Падающие бомбы можно было различить по звуку: высоко в воздухе начинался тонкий свист, затем свист все нарастал, приближался и наконец, громко взревев, завершался взрывом. Часто бомбы с многоголосым свистом падали на город смертоносными коврами, и тогда в бомбоубежищах, под полыхавшими на поверхности пожарами, погибали люди — засыпанные, раздавленные, превращенные в кашу, сожженные. Одна бомба попала в многоэтажную гостиницу недалеко от нас. Сильная взрывная волна отбросила нас от окна, повалила на пол. Сколько-то времени было тихо. Потом мы услышали слабые крики: «Помогите, помогите!..» И только потом взвилось вверх пламя.
— Им никак нельзя помочь?
— Нет.
— Несчастные люди.
— В любую минуту то же может случиться и о нами.

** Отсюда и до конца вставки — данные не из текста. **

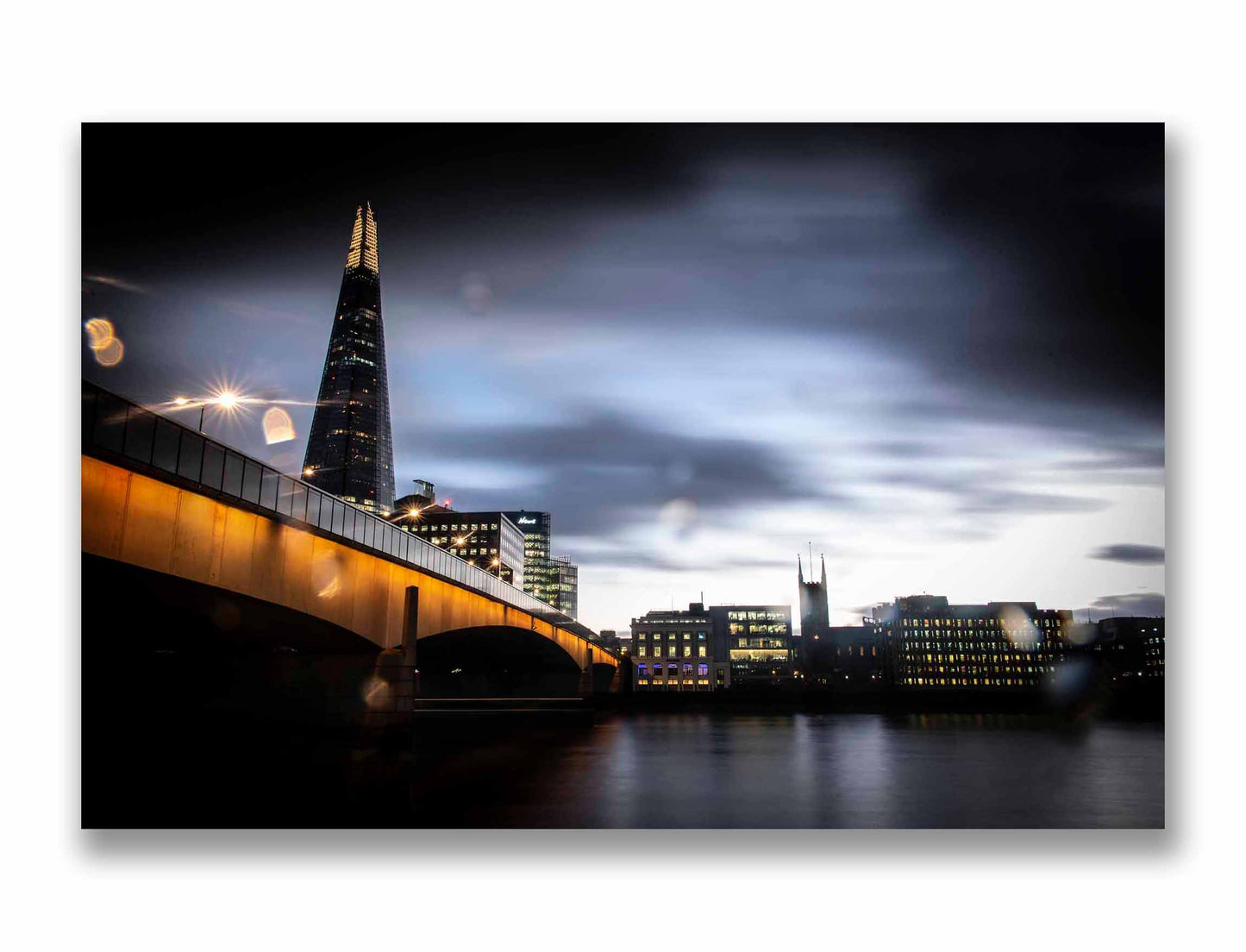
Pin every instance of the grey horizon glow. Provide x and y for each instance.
(800, 350)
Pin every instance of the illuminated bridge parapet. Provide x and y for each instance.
(162, 496)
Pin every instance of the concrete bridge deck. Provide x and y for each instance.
(160, 496)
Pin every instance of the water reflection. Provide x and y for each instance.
(649, 770)
(821, 770)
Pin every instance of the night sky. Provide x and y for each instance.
(934, 352)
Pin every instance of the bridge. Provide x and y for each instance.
(191, 545)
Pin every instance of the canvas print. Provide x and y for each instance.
(652, 476)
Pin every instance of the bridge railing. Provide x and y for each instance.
(115, 425)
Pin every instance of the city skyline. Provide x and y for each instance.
(947, 380)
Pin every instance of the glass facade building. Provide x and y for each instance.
(350, 450)
(566, 579)
(540, 577)
(758, 641)
(999, 646)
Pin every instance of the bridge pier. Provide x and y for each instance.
(395, 682)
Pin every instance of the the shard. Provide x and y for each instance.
(350, 453)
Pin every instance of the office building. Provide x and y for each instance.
(566, 586)
(540, 579)
(1131, 647)
(756, 641)
(671, 652)
(349, 448)
(489, 540)
(931, 644)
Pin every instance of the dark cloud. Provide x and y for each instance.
(1149, 604)
(637, 559)
(976, 493)
(1005, 279)
(1131, 554)
(604, 473)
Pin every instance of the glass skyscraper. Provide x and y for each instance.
(350, 451)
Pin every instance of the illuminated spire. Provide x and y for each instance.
(363, 241)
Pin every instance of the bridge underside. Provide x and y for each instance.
(153, 523)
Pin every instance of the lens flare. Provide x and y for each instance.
(103, 341)
(98, 332)
(111, 353)
(278, 425)
(1019, 629)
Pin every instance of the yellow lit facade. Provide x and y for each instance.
(932, 644)
(363, 241)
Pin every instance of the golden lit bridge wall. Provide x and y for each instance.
(165, 498)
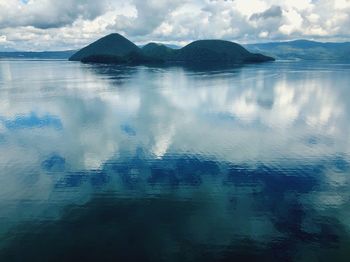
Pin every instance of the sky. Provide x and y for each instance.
(36, 25)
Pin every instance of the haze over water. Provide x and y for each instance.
(107, 163)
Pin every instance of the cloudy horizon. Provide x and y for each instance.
(37, 25)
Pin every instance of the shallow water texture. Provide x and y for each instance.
(115, 163)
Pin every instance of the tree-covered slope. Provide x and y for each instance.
(110, 45)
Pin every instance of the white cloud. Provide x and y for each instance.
(48, 24)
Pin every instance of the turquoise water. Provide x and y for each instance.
(114, 163)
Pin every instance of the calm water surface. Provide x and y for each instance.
(108, 163)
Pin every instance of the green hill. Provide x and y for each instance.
(110, 45)
(210, 51)
(116, 49)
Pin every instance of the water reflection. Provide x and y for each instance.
(177, 163)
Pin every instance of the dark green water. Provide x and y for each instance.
(104, 163)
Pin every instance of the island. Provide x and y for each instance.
(116, 49)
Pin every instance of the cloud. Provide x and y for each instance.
(46, 14)
(272, 12)
(49, 25)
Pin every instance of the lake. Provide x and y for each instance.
(116, 163)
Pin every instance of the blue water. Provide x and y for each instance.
(115, 163)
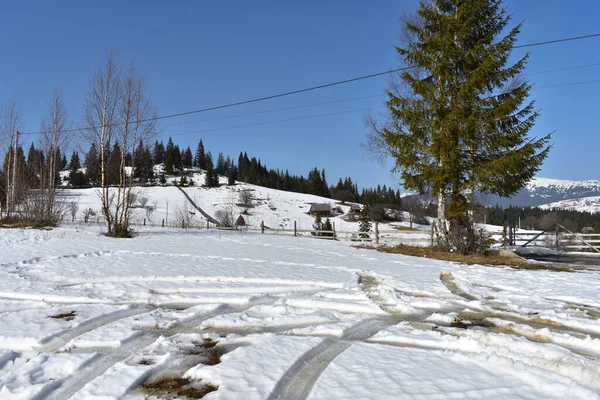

— И никто не придет нам на помощь?
— Нет; только после отбоя.
Кто мог прийти на помощь во время налета? Осколки железным дождем сыпались на крыши и улицы. Повсюду пылали пожары, земля дрожала от непрерывных взрывов. Сотни трассирующих пуль бороздили тьму, покрывая ее сверкающей сетью. Весь небосвод был заткан сверкающей смертью. Дождем низвергались на землю станиолевые полоски, кружились, вовлеченные в адский хоровод: снегопад серебряных бумажек мешал работе радиолокаторов противовоздушной обороны. Все новые эскадрильи бомбардировщиков летели высоко над облаками, мы не могли обмануться — нам было слишком хорошо знакомо их пенье. А затем, как всегда после налетов, поднялся ветер, сильный, горячий ветер, порожденный стенами огня.
Гроза, взявшая очень точный прицел, оставила после себя сад гигантских пожаров, в котором расцветало множество огненно-красных цветов. Эти цветы росли с ужасающей быстротой и развевались на ветру. Поразительно, какой это был огромный сад, но надо сказать, что и потрудились над ним немало. Сеяли, не покладая рук, воздушные мины, бомбы и зажигалки.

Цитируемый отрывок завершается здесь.